What has the creative process been like so far?
Mickle: This creative process thus far is probably the longest creative process I’ve ever been a part of for a single project—four or five years now? Have you ever been involved in something this long?
Charlie: I’ve worked on projects over longer periods, but the quality of the transformation in our journey has been more than anything I’ve ever experienced: what we thought it was going to be, what it is now becoming, and what it might be once we open. We were so fortunate to have a playwright who would want to keep iterating, to create something transformationally different than what it was.

Mickle: It took so long to get it to anything resembling something that we would want to do! Adapting graphic novels isn’t done very often, and this is a really long graphic novel [laughs]. This is an epic thing. The challenge of this graphic novel is its length; it took Jason 20 years to write, it’s over 500 pages long, and it has dozens of major and minor characters. It requires some amount of distillation. I don’t know why there aren’t more stage adaptations of graphic novels, because they’re adapted for film all the time: Marvel, Scott Pilgrim, Ghost World. There’s a whole catalog of stories [that have been] visually imagined already, so I don’t know why they haven’t been [adapted for] the stage, but they haven’t. There’s Fun Home, of course, but other than that, I do feel like we’re pioneers in that respect.
Charlie: There’s a theme throughout the entire novel about perspective, and depth, and layering, so the design was deeply informed by this idea of, How do you take what a graphic novel is uniquely capable of doing, and translate that into something specific to the theatre? And that, to me, is thrilling. I am a restless spirit who doesn’t like doing what I’ve already done. I am mostly driven by, How do I get in the room with amazingly creative people and do something that I—and they—have never done together?
Mickle: Every other play that I’ve ever written, I could envision how it would be staged. This is the exception to that rule. We are in uncharted territory here—there’s a feeling of risk and of being on the tightrope. You really could see a million different ways in which it could be staged, a million different aesthetic choices before you, in a way that’s just not true of other plays that I’ve worked on, and I would say, not true of 90% of theatre out there. It’s not clear exactly how to stage this, which actually—much to my surprise and delight—the designers seemed excited by.

Charlie: The metaphor of a river is consistent throughout Lutes’s text; the presence, identity, and energy of trains coming and going constantly, and people crossing complicated landscapes (both literal and metaphoric, emotional landscapes), so— and this is probably no surprise to folks who know Court’s work—there is a goal that we never stop moving. We don’t settle anywhere because the text doesn’t.
Mickle: Berlin at the end of the Weimar period is this almost Oz-like, magical place, where we just imagine the greatest artists and musicians, theater directors, film directors converging for all sorts of complicated historical reasons in one place.

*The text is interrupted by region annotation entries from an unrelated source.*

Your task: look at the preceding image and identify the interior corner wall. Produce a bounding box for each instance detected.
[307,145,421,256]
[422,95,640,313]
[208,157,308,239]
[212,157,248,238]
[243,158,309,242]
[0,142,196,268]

Imagining how exciting that was, and how dynamic and how electric, and how complicated and all that, has turned the Berlin of that time—in our collective, cultural mind—into a romanticized place of incredible energy; an almost magical-beyond-belief energy right before the worst of the worst thing happens.
The last time that you both collaborated was in 2004 on Cyrano, almost exactly 20 years ago. What is it like to work together again?
Charlie: There’s 20 years of experience between us, and now we have a wisdom of process that I certainly didn’t have back then. The idea that we could now take on something this ambitious is terrifying and wonderful. That’s a good place to be.
Mickle: I get excited by seeing actors, and designers, and directors take on difficult things. So whether or not any given production succeeds, there is this other drama going on, just seeing twelve of the best actors in Chicago go up there, and do, and be stretched to their limits in a way that is quite obvious. You’ll see them in the first five minutes, you’ll be like, Oh my god, they’re doing something that I’ve never seen actors quite do before. It’s that excitement of seeing some of the best artists in town be challenged to their fullest extent.
Charlie: The ambition behind this production is unlike any I have ever experienced. Imagine what it would be like to be an actor in something like this! I’m so optimistic about what the experience will be like for an audience sitting in Court Theatre’s intimate space, and I imagine that, for an audience member, the energy onstage will be unlike anything you’ve seen before. The best theatre experience is when you get completely pulled in, and you’re not looking at a product that has been shaped and crafted for you to easily digest; rather, you’re seeing spontaneity being made up in every single moment, and you can’t take your eyes away.
Mickle: We’ve been working at this game for a long time; trust us when we say, this is different than anything else we’ve ever done.